Society / Criss-Crossing Migrations
Society / Criss-Crossing Migrations
Daniela decided to came to Italy years ago because, after the fall of Communism in Eastern Europe, she lost her job. Now she takes care of our old father. But the death of Giovanna Reggiani has created in her a deep fear...
In 2004, the year of my mamma’s death, my brother and I decided to find a person who could take care of our old father, living with him full time, assisting him, keeping him company when we cannot. It is more than three years now that Daniela, a 45 year old woman from Romania, has become a part of our family.
She decided to come to Italy because, after the fall of Communism in Eastern Europe, she lost her job in a factory as an electrician. It was a necessary step to support her husband, still working but earning a lesser income, and her two children. Daniela is very proud both of her 25 years old daughter who is an oncologist, and her son who has just started university. This is why Daniela needs to work, even if she misses her family very much.
We often talk about the racism of Italians and many times she expressed her disappointment at their tendency in thinking all of the Romanians as “gypsies” or thieves. The death of Giovanna Reggiani has created in her a deep fear. I asked about her feelings and about her family’s attitude.
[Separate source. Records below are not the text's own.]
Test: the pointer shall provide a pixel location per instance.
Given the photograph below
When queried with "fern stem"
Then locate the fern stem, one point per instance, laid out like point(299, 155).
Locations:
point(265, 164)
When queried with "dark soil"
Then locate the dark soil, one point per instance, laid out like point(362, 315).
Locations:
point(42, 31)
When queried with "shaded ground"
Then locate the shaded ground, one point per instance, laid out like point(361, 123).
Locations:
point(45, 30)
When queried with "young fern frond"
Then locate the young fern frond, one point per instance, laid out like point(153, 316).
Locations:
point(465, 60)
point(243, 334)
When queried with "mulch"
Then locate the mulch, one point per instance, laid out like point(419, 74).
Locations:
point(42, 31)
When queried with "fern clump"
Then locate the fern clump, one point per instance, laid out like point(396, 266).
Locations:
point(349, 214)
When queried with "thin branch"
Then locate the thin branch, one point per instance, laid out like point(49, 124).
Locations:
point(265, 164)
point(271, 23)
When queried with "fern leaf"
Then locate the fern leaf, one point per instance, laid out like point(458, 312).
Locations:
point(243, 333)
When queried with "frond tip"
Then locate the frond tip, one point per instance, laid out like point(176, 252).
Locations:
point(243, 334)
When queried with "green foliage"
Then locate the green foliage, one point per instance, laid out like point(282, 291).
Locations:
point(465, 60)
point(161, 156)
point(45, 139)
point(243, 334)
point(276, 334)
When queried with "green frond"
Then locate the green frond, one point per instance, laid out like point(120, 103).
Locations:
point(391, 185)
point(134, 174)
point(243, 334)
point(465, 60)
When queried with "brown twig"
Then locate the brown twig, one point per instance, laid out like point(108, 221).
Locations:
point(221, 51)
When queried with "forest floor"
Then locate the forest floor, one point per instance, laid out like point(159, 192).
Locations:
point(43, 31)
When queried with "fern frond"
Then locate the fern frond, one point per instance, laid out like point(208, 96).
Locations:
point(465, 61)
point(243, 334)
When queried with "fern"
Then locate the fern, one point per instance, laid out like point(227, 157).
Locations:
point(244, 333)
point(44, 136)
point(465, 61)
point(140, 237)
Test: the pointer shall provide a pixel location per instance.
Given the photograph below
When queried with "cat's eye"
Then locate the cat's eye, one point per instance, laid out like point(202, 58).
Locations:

“They are in Bucharest – she explains – they are far and especially during the days of Giovanna’s agony the news arriving there was rather confusing, making them worried. The news on television was entirely focused on this event, so they were scared of a reaction by Italians against Romanians. After some days this reaction happened”. Daniela has a day off every Sunday, when she meets her friends from Romania and her sister, working in Rome as well. I ask her what the atmosphere in the Romanian community is. “There is a great sadness for the death of that woman, but there is also rage, because that man who was arrested does not represent me, my family, the best part of Romanians. He is a gypsy, and gypsies are a problem in Romania too. During the Communist regime, the gypsies and anyone who was unemployed were arrested and put to work in prison, mainly hard labor such as working in the mines. After the fall of Ceausescu’s government everything changed in my country and in all those countries closely connected to Moscow. It started an economic crisis, unemployment, and a lot of people had to migrate in order to find a job abroad.
The gypsies started to commit crimes and, to avoid going to jail, decided to come to Italy”. Such a statement requires an explanation regarding the choice of Italy over any other European country. “Well, I told you already that the main fault is yours. The Italian laws, in fact, are very permissive, you give the possibility to be released from prison in a short time, no matter what you have done. Some time ago a Romanian man was arrested while he was driving drunk and killed four adolescents. I cannot remember where it happened [edr: in the Marche region]. Well, after few days in prison this person was released and placed under house arrest. He is now living in a residence in front of the beach, and the media are showing photos of him while he is sunbathing. And the families of the adolescents who died are furious against the Romanians. This is absurd: it is not the fault of the Romanians; it is the fault of your laws. If it had happened in my country or in another European nation, that drunk driver would have been sentenced to a more serious punishment. This is why these criminals choose Italy. And, remember, the criminals are not only from Romania!” While Daniela is talking about this subject she gesticulates showing her disappointment. Then she gives an example to clarify her opinion: “In Romania, if you steal a bicycle, you are sentenced to four years in prison. Here in Italy you are released immediately. So, it is absurd to be against us. You should be against those who do not enforce the laws!”
I ask her what has changed after the death of Giovanna Reggiani: “Of course I am scared. Last Sunday on the bus my sister, my friends and I avoided talking. We were afraid to show our nationality. We are afraid that some people could harm us just because we are from Romania”.
In the meantime, in Rome the episodes of xenophobia are increasing. After the attack on three Romanians, just after the death of Giovanna Reggiani, in the night between the 4th and the 5th of November, in Monterotondo, a village not far from Rome, a rudimentary bomb exploded in front of a grocer’s selling products coming from Eastern Europe. Luckily, no one was injured. On the wall on the side of the grocer’s door a black Celtic cross and a threat in slang are visible: “Ve bucamo la testa” (edr: we’ll put a hole in your head). In Rome, while riding the subway, a young Romanian home helper was spat on and insulted after having talked on the phone with her husband in their language. These are just a few episodes, but hour after hour Italy and the city of Rome risk becoming dominated by the beast of xenophobia: the real enemy.